España y Francia en Barcelona

Tener una buena relación con Francia no es sólo positivo, sino también necesario al tratarse de un vecino que es socio de particular referencia en la UE y actor respetado en la política internacional

Tener una buena relación con Francia no es sólo positivo, sino también necesario al tratarse de un vecino que es socio de particular referencia en la UE y actor respetado en la política internacional. La Historia, «maestra de la vida», acredita sobradamente esta aseveración, haciendo bueno el dicho de que la rivalidad y la discordia suelen ser comunes entre naciones vecinas, hasta el punto de afirmarse que «la vecindad genera adversarios y amistad entre convecinos».

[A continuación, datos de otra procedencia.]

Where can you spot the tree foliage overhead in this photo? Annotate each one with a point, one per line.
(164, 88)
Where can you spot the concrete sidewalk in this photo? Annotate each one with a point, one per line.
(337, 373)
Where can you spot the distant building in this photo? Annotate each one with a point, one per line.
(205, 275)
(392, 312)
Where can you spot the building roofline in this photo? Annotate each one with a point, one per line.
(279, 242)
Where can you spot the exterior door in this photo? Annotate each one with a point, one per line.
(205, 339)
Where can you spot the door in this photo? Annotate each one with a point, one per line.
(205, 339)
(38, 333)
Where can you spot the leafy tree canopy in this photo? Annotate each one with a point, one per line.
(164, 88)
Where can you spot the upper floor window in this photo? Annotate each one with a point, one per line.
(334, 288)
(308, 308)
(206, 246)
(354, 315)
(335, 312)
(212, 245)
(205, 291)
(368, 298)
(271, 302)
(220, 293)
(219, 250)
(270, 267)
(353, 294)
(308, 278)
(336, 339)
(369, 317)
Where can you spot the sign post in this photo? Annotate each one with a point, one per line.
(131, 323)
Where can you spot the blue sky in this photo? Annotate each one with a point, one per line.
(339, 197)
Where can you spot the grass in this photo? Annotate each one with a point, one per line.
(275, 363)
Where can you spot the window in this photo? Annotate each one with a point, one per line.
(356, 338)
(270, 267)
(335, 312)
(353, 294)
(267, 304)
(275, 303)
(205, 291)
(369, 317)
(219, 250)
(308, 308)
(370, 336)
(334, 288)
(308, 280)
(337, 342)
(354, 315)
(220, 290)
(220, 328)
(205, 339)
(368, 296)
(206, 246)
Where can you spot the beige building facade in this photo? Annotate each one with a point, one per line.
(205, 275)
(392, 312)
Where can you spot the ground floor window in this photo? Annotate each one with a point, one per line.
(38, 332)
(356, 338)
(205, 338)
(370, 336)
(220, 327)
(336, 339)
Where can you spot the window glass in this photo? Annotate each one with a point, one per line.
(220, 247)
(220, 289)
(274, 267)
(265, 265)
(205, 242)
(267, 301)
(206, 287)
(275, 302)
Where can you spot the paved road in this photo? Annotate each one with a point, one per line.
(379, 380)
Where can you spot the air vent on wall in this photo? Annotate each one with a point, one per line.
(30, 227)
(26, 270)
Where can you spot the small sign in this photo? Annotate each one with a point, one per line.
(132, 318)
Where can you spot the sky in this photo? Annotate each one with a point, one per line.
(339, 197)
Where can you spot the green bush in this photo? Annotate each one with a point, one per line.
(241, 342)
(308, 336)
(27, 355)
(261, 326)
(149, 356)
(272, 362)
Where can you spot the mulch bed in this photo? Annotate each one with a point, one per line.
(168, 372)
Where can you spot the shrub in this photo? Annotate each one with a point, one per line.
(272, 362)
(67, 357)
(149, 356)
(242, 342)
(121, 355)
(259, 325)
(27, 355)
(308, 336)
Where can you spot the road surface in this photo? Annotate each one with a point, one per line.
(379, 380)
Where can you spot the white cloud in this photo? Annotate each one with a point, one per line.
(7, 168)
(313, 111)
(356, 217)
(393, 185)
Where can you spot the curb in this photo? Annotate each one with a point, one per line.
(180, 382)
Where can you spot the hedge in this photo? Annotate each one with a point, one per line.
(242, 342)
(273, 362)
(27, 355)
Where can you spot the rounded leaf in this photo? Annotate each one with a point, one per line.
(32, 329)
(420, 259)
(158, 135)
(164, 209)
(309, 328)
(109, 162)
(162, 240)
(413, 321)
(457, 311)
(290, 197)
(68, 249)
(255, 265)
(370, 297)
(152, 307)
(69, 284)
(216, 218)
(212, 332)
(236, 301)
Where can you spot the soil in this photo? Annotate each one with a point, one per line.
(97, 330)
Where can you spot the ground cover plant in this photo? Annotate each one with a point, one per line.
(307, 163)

Dos naciones como España y Francia, con un pasado pródigo de intervenciones que han conformado la Historia de Europa y del mundo, no podían ser ajenas a esa rivalidad, que en ocasiones ha ido acompañada de guerras para intentar imponer los respectivos intereses nacionales por la fuerza, como era práctica habitual en las relaciones internacionales de aquellos tiempos.

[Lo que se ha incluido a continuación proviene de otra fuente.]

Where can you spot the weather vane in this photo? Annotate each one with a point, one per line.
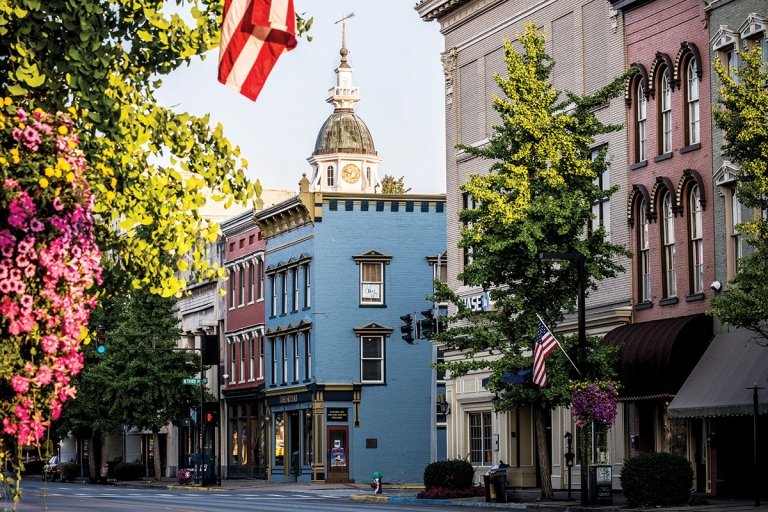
(344, 28)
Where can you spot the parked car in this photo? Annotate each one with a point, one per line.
(52, 470)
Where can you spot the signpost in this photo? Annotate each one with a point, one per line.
(194, 381)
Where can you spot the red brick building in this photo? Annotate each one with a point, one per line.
(670, 216)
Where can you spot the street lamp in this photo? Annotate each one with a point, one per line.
(582, 276)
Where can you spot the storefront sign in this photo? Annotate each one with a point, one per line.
(479, 302)
(337, 414)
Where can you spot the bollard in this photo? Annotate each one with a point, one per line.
(376, 484)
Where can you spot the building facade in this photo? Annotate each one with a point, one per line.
(341, 271)
(721, 396)
(585, 39)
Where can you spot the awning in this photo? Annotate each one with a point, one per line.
(656, 357)
(718, 386)
(518, 377)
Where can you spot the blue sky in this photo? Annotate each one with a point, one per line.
(396, 63)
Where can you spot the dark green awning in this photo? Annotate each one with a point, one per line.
(719, 385)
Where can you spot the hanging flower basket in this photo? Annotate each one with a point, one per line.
(594, 402)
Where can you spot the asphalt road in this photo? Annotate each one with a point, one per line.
(69, 497)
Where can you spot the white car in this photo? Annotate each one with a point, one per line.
(52, 470)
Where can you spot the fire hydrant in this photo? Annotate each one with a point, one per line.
(376, 484)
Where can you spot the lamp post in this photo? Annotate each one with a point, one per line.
(582, 277)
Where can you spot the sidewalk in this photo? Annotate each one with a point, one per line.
(518, 499)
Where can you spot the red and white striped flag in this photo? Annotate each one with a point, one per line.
(544, 346)
(254, 33)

Al ser Barcelona ahora ciudad anfitriona de la cumbre hispano-francesa, la «cuestión catalana» tampoco podía estar ausente, aunque en esta ocasión no haya enseñado su mejor cara precisamente. Porque no es la mejor tarjeta de presentación de la realidad económica, política e institucional catalana mostrar dos caras: una institucional y «algo seria» de Aragonès saludando a los dignatarios en nombre de la Generalitat, para irse sin escuchar los himnos nacionales; y otra la de Junqueras simultáneamente manifestándose contra ellos en la calle.

El epílogo, con Junqueras debiendo irse abucheado por los manifestantes liderados por Laura Borràs, apartada presidenta del Parlament por su cuestionada relación económica con un narcotraficante detenido por los Mossos, refleja la imagen de un «procés» en naufragio, que está hundiendo la imagen de Cataluña ante propios y extraños. Claro que siempre habrá quien podrá consolarse pensando que peores fueron aquellos tiempos de 1640 en los que Pau Claris, el Aragonès del momento, se ofreció al respectivo Macron, Luis XIII, reconociéndole como Conde de Barcelona, título propio del Rey de España Felipe IV, precipitando una guerra que terminó en 1659 con un Tratado de los Pirineos que amputó de España la tierra catalana del Rosellón y parte de la Cerdaña, hoy reivindicada por los «prucesistas» de Puigdemont como parte irrenunciable «dels Països Catalans». Y que también fueron peores los tiempos de 1714 cuando una situación similar convirtió al Conseller en Cap Rafael de Casanova, nítido catalán y español, en separatista, y a la guerra de Sucesión a la Corona de España en una inexistente guerra de Secesión. Tampoco estamos en 1934, con Companys rebelde ante el legítimo Gobierno de la II República. Estamos ante una Cataluña a la que se le aplica otra vez el aforismo de que «hay amores que matan». Aunque más peligroso es el sanchismo en España.